Gauthier in Soho has it all. A great location, great service and a pretty decent reputation so far, one has to look hard for anyone who has not enjoyed their time here. A few weeks back, we went to have a go ourselves as it seems to be an interesting place. After all, the chef Alexandre Gauthier worked at the Louis XV for a certain time, and the menu read fantastically. Upon entering you notice how beautiful the room and decoration are. Clearly, a lot of money and care has been put into making it into one of the more beautiful rooms around. It looks as though one tries to aim very high, and in terms of the décor one can hardly say that they don’t get what they want. It’s a nice room.

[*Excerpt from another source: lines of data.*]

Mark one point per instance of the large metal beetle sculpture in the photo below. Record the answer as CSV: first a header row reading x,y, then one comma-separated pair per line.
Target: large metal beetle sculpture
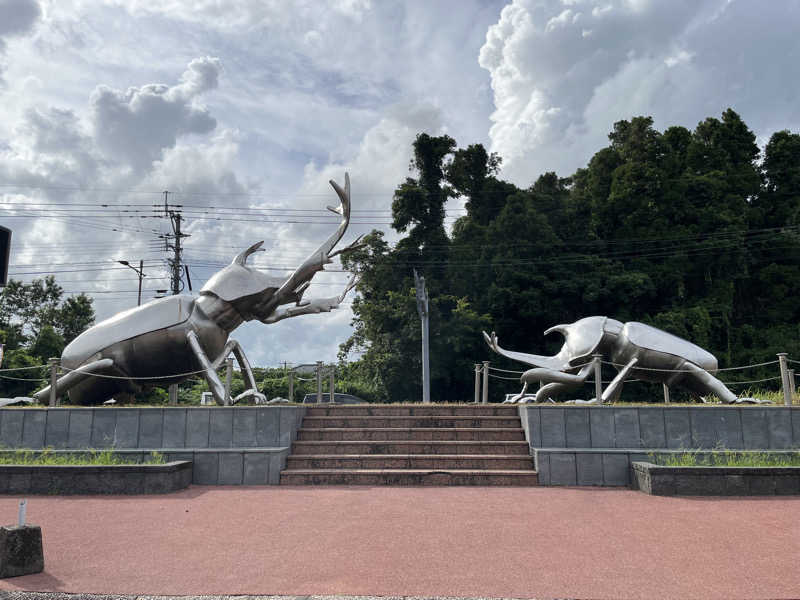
x,y
161,341
635,349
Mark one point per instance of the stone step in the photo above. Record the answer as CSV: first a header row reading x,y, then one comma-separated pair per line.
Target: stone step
x,y
400,410
411,434
483,462
407,477
411,447
369,421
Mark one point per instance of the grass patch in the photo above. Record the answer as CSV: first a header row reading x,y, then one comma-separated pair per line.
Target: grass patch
x,y
91,457
726,458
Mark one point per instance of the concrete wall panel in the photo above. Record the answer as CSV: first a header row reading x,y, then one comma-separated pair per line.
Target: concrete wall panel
x,y
127,429
577,427
174,434
221,424
231,467
755,429
244,428
678,427
626,428
104,425
602,427
151,428
80,428
33,428
11,428
197,427
651,428
553,428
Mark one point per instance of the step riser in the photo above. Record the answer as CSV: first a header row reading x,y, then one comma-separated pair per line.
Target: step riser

Service was top notch too. We were greeted quite friendly, and were well looked after throughout the whole evening. Roberto della Pietra, the great sommelier seemed to function as maitre (at least in the upper room), and did his job with great charm. We were looking forward to the food!
However, not everything is perfect here. The wine list, which lists a few decent bottles, has hardly anything of interest in the range of £50-100. In addition, most of the interesting wines are far more expensive than say at the Square or Ledbury, so we decided not to buy anything off the list. Instead, we bought a bottle of our own, which proved to be submitted to a corkage fee of £25.

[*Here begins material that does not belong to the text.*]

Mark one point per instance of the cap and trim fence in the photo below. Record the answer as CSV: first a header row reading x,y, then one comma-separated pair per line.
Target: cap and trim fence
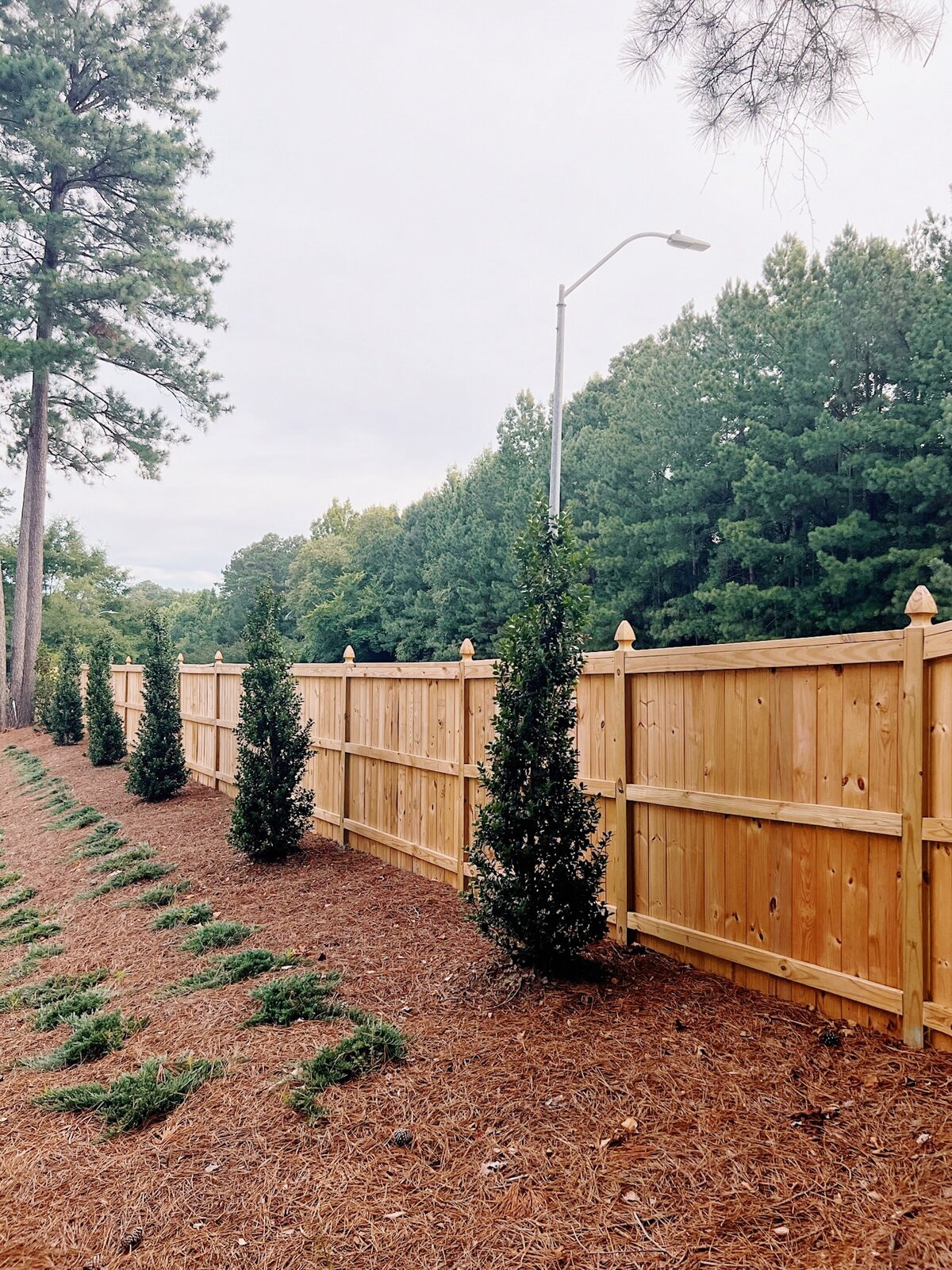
x,y
781,811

Now, to the food. The menu read gloriously! There was pretty much everything that makes autumn great, and the dishes looked very Chapel- or Ducasse-like. So far so good. Price-wise it was rather fair too: 5 courses were charged at no more than £55, which is pretty competitive. Furthermore, you are able to pick from 5 different parts and compose a menu of your choice. That is a refreshing concept, and dare I say it sounded great. We chose and off it went.
First up came a little set of amuses, all of which were very tasty, and seemed to look quite promising. Things looked good.
My first course was Gauthier’s signature risotto with chicken jus and truffles. This was much better than I would have imagined. The truffle was there, if not quite as pungent as a black or white truffle would have been, the risotto seemed to be cooked properly and didn’t lack flavour. Very good.
Next up came a dish consisting of quail and eel with autumn vegetables. It read beautifully, but when it arrived, one had trouble finding the quail, which was perfectly cooked and tasty, but hidden underneath the collection of vegetables. The combination might not have been the best, but that was not the problem. Rather, it seemed more like a vegetable salad, which lacked seasoning and was totally overpowered by an acidic vinaigrette. Thus, the whole dish was disjointed and lacked coherence. Pity, as the eel was of fine quality and the quail more than tasty. Mediocre.
Next came a plate of roast scallops with sauce Choron and Swiss chard. The scallops were fine. More than fine, well-timed and well-seasoned they were hard to argue with. Unfortunately there was one major problem with the dish: The saue Choron was again too acidic. So much so, that even the tiniest amount of it ruined the flavour of all the other elements on the plate. What the red onions added to the dish was a question I did not find an answer too, but they definitely did not do much. Sadly, this course was a letdown too.
The final savoury course was a breast of wild duck with dolce-forte sauce, salsify and figs. Great products, and great combination I thought, especially since I had a superb duck with the same sauce at the Louis XV last year. Well, when the plate came, it was lukewarm at best. The duck was cold, and therefore a bit tough. The sauce was more dolce than forte or anything else, and masked everything in its sweetness. Were it not for the stunning bottle of Sine Qua Non that accompanied us throughout the evening, we would have been a little disappointed by now. Mediocre.
Funnily enough, dessert turned out to be on the same level as the risotto: It was a slightly more elaborated apple mille-feuille, which was perfect. Fresh, indulgent and light at the same time, it provided a number of contrasting textures and flavours, making it quite an excellent dessert.
The Louis XV here was not quite on the level of the one in Monaco. Too big and somehow cloying and heavy, it was far from the light, delicate sweet end to a meal that the original gives.
So, what do you make of such a meal? Well, as I mentioned earlier, the sommelier was more than welcoming and nice, so I sent him an e-mail with a few of the issues I had with our meal. He directly forwarded it to the chef, but so far (it must have been 3 weeks ago) I have not heard back from him. I had no intention whatsoever to write about it, as it might just have been an off-day, but restaurants that do not even acknowledge criticism are hardly serious. What do you make of it, when you don’t get a reply after letting a restaurant know how you liked your experience (positive or negative)?